La sua pittura è spesso proprio questo, come per altri grandi grafici e disegnatori, mi viene da citare Will Eisner, Jules Feiffer e soprattutto Saul Steinberg, quello che secondo noi potrebbe essere un suo riferimento ispirativo, che immagino possa anche aver incontrato quando ambedue hanno vissuto a Milano. Cristini si muove con una sapienza antica, realizzando spesso una sorta di calligrafia disegnata, rimane cioè, fondamentalmente un grafico, che a volte usa il pennello e la pittura, ma sempre in funzione di un vero e proprio ricamo fatto dalla mano e dal braccio che la muove, come succede appunto con i grandi nomi di cui sopra.

Il loro riferimento alla stampa tipografica è evidente, anche quando questa diventa creativa come in certi esperimenti del futurismo, o appunto in tante opere di Steinberg, o di Gio Ponti, un altro che forse Cristini avrà almeno ammirato (e che di Steinberg fu maestro). Ponti riusciva a mischiare moltissimo le sue capacità creative: dalla progettazione di edifici straordinari, ad esempio il famoso Grattacielo Pirelli oggi sede della Regione Lombardia, fino ad una infinità di oggetti, come le ceramiche Richard Ginori di Doccia, o gli elementi appunto di un raffinatissimo percorso grafico.

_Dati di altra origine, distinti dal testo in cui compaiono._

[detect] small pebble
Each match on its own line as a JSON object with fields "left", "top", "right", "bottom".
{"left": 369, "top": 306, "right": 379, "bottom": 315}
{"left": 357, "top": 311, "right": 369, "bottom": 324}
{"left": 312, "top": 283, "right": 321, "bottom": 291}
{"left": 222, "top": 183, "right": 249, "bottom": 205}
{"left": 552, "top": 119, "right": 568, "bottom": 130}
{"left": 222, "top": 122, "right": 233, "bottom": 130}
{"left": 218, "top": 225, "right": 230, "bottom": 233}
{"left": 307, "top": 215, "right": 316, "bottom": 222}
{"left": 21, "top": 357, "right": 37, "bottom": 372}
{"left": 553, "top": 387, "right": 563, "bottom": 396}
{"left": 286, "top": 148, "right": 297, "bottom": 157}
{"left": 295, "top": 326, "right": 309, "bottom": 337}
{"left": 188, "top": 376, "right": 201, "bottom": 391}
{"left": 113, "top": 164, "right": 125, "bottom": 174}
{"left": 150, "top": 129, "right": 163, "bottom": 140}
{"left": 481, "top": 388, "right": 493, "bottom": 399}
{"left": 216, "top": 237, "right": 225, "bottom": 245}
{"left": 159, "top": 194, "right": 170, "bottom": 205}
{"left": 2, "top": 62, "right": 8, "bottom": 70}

Saremmo in questo senso sinceramente interessati ad una celebrazione di Cristi presso quello che è il luogo principe della “calligrafia disegnata”, cioè Lucca Comics, che nel passato ha ospitato più di una mostra (anche tra quelle organizzate da noi, ad esempio sul Bread & Puppet Theatre, su Beni Montresor o Lele Luzzati) che non erano specificamente di fumetto, ma che in qualche modo potevano rappresentare un percorso parallelo, un modo di parlare alla contemporaneità. Il fumetto non è soltanto quello dei “balloon”, di quel segno grafico che contiene il testo delle parole dei vari personaggi, è anche tantissime altre cose, ad esempio l’immagine di Cristi, realizzata sull’edificio industriale, potrebbe a rigore essere la tavola di un enorme fumetto. A Lucca insomma, l’impegno creativo di Livio Cristini potrebbe trovare molti estimatori, a partire da “una produzione figurativa… pervasa da elementi paradossali, dalla metafora alla pluralità di significati”.